Every volume change is positive, so the average loss is 0 and the Volume RSI saturates at 100.

Python

python
import numpy as np
import wickra as ta

vrsi = ta.VolumeRsi(3)
volume = np.array([1000, 1100, 1200, 1300, 1400, 1500], dtype=float)
print(vrsi.batch(volume))

Output:

[ nan  nan  nan 100. 100. 100.]

Node

javascript
const ta = require('wickra');

const vrsi = new ta.VolumeRsi(14);
console.log('warmupPeriod:', vrsi.warmupPeriod()); // 15
const volume = Array.from({ length: 40 }, (_, i) => 1000 + i * 100);
console.log(vrsi.batch(volume).at(-1)); // 100 (volume only rises)

Streaming

rust
use wickra::{Candle, Indicator, VolumeRsi};

let mut vrsi = VolumeRsi::new(14).unwrap();
let mut last = None;
for i in 0..40 {
    let v = 1_000.0 + (f64::from(i) * 0.3).sin() * 400.0;
    let c = Candle::new(100.0, 101.0, 99.0, 100.5, v, 0).unwrap();
    last = vrsi.update(c);
}
println!("{last:?}");

Streaming update and batch are equivalent tick-for-tick (batch_equals_streaming pins this).

Interpretation

Volume RSI turns raw volume into a normalized momentum reading:

  1. Confirmation.
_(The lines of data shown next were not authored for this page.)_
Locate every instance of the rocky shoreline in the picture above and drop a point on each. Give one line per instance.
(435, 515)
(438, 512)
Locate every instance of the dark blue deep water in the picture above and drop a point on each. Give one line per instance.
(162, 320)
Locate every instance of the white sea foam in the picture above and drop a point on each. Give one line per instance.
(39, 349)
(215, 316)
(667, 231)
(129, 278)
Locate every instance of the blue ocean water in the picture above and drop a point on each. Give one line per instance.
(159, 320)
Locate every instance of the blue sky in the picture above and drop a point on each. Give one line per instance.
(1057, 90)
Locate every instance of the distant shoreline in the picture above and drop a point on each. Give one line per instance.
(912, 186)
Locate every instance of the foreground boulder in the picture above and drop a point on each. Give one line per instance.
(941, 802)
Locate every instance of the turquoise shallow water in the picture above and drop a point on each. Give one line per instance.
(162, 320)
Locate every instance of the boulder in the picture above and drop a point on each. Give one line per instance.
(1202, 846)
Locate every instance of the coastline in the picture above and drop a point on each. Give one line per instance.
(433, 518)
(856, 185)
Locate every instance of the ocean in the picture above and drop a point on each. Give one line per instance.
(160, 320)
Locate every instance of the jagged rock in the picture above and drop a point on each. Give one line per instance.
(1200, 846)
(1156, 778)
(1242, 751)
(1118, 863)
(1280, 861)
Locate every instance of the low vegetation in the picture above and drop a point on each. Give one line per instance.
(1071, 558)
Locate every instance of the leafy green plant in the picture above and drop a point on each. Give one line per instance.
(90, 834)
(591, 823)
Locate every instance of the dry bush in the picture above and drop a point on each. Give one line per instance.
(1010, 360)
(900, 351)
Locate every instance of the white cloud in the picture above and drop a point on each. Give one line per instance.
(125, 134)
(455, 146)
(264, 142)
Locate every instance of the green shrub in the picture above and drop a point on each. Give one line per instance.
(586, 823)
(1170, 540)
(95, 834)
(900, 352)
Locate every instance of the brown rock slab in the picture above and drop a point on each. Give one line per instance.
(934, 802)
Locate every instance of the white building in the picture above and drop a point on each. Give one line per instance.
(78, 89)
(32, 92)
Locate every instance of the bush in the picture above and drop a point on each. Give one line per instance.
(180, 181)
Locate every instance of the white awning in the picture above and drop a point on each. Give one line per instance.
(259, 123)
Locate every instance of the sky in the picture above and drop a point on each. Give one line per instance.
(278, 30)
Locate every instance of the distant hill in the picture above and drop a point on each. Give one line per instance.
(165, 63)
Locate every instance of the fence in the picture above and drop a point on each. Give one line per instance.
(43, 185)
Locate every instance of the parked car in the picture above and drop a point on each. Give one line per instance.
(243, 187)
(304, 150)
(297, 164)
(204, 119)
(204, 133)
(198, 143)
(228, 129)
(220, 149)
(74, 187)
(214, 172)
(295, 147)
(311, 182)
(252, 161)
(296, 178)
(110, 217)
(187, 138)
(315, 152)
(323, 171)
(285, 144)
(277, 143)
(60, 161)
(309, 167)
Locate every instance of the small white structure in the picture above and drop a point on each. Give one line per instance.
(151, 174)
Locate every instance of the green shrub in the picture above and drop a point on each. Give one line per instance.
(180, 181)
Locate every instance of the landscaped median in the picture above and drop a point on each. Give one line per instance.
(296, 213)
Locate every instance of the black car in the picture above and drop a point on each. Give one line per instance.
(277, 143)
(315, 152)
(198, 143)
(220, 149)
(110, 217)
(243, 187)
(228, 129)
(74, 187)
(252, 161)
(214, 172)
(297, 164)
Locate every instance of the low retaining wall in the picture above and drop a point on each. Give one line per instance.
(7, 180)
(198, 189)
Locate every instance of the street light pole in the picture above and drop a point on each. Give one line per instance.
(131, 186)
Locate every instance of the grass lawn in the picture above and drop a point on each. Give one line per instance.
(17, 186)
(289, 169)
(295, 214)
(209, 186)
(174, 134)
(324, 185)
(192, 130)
A price breakout backed by a Volume RSI pushing above 50 carries more conviction than one on shrinking volume.
  2. Exhaustion. A price advance into new highs while Volume RSI rolls under 50 warns that participation is fading — a classic non-confirmation.
  3. Accumulation/distribution proxy. Persistent readings above 50 during a base often precede markups; sustained sub-50 readings during a top hint at distribution.

Because the input is volume rather than price, Volume RSI is direction-agnostic — it measures how much trading is happening, not which way price moved. Pair it with a price oscillator for a full picture.

Common pitfalls

  • Not a price oscillator. A high Volume RSI says volume is rising, not that price is rising; read it alongside price.
  • Session seams. Volume often gaps at session opens; on intraday data the first bars after a gap can spike the reading.
  • Choose period for your timeframe. A short period reacts to every volume blip; a long one smooths genuine surges away.

References

Wilder, J. W. (1978), New Concepts in Technical Trading Systems (the RSI accumulator). The volume-input variant is a common adaptation charted by many platforms as "Volume RSI" / "VRSI".